From 4880a2b313b69899ade957ef62e8dabd189c4530 Mon Sep 17 00:00:00 2001
From: Yangqing Jia <jiayq84@gmail.com>
Date: Fri, 5 Sep 2014 12:58:28 -0700
Subject: [PATCH] more blob details

---
 docs/tutorial/net_layer_blob.md | 87 +++++++++++++++++++++++++++++------------
 1 file changed, 61 insertions(+), 26 deletions(-)

diff --git a/docs/tutorial/net_layer_blob.md b/docs/tutorial/net_layer_blob.md
index 8b68ffa..0c86c49 100644
--- a/docs/tutorial/net_layer_blob.md
+++ b/docs/tutorial/net_layer_blob.md
@@ -1,17 +1,69 @@
 ---
-title: Nets, Layers, and Blobs
+title: Blobs, Layers, and Nets
 ---
-# Nets, Layers, and Blobs: anatomy of a Caffe model
+# Blobs, Layers, and Nets: anatomy of a Caffe model
 
-Deep networks are compositional models that are naturally represented as a collection of inter-connected layers. Caffe defines a net layer-by-layer in its own model schema. The network defines the entire model bottom-to-top from input data to loss. As data and derivatives flow through the network in the [forward and backward passes](forward_backward.html) Caffe stores, communicates, and manipulates the information as *blobs*: the blob is the standard array and unified memory interface for the framework.
+Deep networks are compositional models that are naturally represented as a collection of inter-connected layers that work on chunks of data. Caffe defines a net layer-by-layer in its own model schema. The network defines the entire model bottom-to-top from input data to loss. As data and derivatives flow through the network in the [forward and backward passes](forward_backward.html) Caffe stores, communicates, and manipulates the information as *blobs*: the blob is the standard array and unified memory interface for the framework. The layer comes next as the foundation of both model and computation. The net follows as the collection and connection of layers. The details of blob describe how information is stored and communicated in and across layers and nets.
 
 [Solving](solver.html) is configured separately to decouple modeling and optimization.
 
-The layer comes first as the foundation of both model and computation. The net follows as the collection and connection of layers. The details of blob describe how information is stored and communicated in and across layers and nets.

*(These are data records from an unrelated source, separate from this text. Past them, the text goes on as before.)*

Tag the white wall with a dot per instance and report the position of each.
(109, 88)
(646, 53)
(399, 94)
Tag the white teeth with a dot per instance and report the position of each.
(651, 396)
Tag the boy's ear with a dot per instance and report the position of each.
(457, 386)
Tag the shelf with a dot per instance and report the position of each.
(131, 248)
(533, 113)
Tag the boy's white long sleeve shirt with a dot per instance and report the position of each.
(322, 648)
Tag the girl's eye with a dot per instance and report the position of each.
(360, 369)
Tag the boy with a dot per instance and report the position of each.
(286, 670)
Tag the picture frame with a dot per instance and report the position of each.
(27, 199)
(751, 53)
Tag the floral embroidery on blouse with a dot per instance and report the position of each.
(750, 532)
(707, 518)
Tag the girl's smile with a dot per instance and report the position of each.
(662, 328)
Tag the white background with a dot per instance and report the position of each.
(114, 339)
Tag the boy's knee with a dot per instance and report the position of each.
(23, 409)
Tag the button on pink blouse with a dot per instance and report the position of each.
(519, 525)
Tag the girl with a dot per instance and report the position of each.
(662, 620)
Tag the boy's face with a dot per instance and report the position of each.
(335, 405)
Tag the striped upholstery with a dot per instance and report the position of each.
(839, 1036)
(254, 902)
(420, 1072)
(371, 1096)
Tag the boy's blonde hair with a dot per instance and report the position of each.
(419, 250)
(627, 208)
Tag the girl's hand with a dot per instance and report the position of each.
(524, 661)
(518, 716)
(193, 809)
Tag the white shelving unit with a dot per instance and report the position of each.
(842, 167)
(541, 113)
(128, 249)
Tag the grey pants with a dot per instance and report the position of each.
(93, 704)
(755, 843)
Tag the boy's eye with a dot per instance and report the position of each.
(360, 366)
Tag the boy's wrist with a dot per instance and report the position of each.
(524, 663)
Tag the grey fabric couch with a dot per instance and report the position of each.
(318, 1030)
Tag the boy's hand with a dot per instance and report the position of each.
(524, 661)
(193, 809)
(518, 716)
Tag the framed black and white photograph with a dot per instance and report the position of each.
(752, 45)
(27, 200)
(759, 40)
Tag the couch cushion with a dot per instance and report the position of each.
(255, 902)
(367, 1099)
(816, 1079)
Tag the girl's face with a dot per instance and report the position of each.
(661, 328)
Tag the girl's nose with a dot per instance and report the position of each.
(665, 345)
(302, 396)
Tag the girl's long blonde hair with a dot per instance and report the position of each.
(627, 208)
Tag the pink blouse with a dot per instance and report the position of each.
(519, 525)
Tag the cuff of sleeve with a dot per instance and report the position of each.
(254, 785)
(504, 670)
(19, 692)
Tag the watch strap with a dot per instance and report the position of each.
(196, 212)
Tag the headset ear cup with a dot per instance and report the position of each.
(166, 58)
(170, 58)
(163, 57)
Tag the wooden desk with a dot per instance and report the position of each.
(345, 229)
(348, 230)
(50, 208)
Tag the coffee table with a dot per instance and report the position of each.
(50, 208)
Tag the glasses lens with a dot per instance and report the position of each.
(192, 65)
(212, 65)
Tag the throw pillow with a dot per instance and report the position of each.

+We will go over the details of these components in more detail.
+
+## Blob storage and communication
+
+A Blob is a wrapper over the actual data being processed and passed along by Caffe, and also under the hood provides synchronization capability between the CPU and the GPU. Mathematically, a blob is a 4-dimensional array that stores things in the order of (Num, Channels, Height and Width), from major to minor, and stored in a C-contiguous fashion.  The main reason for putting Num (the name is due to legacy reasons, and is equivalent to the notation of "batch" as in minibatch SGD).
+
+Caffe stores and communicates data in 4-dimensional arrays called blobs. Blobs provide a unified memory interface, holding data e.g. batches of images, model parameters, and derivatives for optimization.
+
+Blobs conceal the computational and mental overhead of mixed CPU/GPU operation by synchronizing from the CPU host to the GPU device as needed. Memory on the host and device is allocated on demand (lazily) for efficient memory usage.
+
+The conventional blob dimensions for data are number N x channel K x height H x width W. Blob memory is row-major in layout so the last / rightmost dimension changes fastest. For example, the value at index (n, k, h, w) is physically located at index ((n * K + k) * H + h) * W + w.
+
+- Number / N is the batch size of the data. Batch processing achieves better throughput for communication and device processing. For an ImageNet training batch of 256 images B = 256.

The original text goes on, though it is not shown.